For babies with a confirmed cow’s milk protein allergy, which can show up as persistent vomiting, bloody stools, or failure to gain weight, the solution isn’t always soy. Up to half of infants allergic to cow’s milk protein are also sensitive to soy. These babies typically need a hypoallergenic formula where the proteins have been broken into much smaller pieces that are easier to digest. These specialized formulas cost more, so they’re generally recommended only when there’s a clear medical need.

Vitamin D Supplementation

Breast milk covers almost everything, but it falls short on vitamin D. Babies under 12 months need 400 IU of vitamin D daily, and breastfed babies (or those getting a mix of breast milk and formula) should receive a liquid vitamin D supplement starting shortly after birth. Formula-fed babies who consistently drink 32 ounces or more of formula per day get enough vitamin D from the formula itself and don’t need the extra supplement.
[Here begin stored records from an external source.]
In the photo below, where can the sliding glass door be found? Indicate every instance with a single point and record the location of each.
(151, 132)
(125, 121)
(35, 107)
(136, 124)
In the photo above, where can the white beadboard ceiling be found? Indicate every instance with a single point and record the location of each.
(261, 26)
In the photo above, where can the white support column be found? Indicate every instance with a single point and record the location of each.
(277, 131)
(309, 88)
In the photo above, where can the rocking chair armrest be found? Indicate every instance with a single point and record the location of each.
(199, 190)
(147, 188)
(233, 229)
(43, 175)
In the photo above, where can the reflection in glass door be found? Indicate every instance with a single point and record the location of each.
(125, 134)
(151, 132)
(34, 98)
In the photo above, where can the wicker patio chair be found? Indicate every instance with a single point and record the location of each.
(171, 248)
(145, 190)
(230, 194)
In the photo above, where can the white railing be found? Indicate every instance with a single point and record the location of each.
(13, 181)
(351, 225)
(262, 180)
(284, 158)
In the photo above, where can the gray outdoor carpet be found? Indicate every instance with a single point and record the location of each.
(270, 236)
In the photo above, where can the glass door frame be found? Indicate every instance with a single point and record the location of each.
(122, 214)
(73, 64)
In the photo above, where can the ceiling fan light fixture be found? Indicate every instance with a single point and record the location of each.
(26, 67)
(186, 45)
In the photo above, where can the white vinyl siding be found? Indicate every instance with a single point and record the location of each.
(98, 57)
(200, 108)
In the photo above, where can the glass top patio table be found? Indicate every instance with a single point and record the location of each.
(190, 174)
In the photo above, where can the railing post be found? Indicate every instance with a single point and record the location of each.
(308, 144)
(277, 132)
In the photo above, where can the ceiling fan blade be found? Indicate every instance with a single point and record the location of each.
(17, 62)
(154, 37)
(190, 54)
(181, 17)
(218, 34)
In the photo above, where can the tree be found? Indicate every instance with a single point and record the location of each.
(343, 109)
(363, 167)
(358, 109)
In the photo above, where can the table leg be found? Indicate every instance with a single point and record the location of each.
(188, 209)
How to Tell Your Baby Is Getting Enough

You can’t measure how many ounces a breastfed baby takes in, so diaper output becomes the main indicator. In the first few days, wet and dirty diapers increase gradually. After day five, you should see at least six wet diapers per day, with the number of dirty diapers varying. Steady weight gain at pediatric checkups is the other reliable sign. Most newborns lose a small amount of weight in the first few days and regain it by about two weeks.

What Newborns Should Never Have

A few items that seem harmless are genuinely dangerous for babies:

  • Water. Newborns should not drink plain water. Their kidneys aren’t mature enough to handle it, and even small amounts can dilute their blood sodium to dangerous levels. Breast milk and formula provide all the hydration they need, even in hot weather.
  • Honey. No honey before 12 months, in any form. Honey can contain spores that cause infant botulism, a severe type of food poisoning. This includes honey mixed into water, formula, or spread on a pacifier.
  • Cow’s milk. Regular cow’s milk is off-limits until a baby turns one. It can cause intestinal bleeding, contains too much protein and too many minerals for immature kidneys, and lacks the right balance of nutrients a baby needs to grow.

When Solid Foods Enter the Picture

The WHO and UNICEF recommend exclusive breastfeeding (or formula feeding) for the first six months, meaning no other foods or liquids, not even water. Around six months, babies start showing signs of readiness for solid foods: sitting up with support, showing interest in what you’re eating, and losing the tongue-thrust reflex that pushes food out of their mouth. At that point, solid foods are introduced alongside breast milk or formula, not as a replacement. Breast milk or formula remains a major calorie source well into the first year and, for breastfed babies, can continue up to two years or beyond.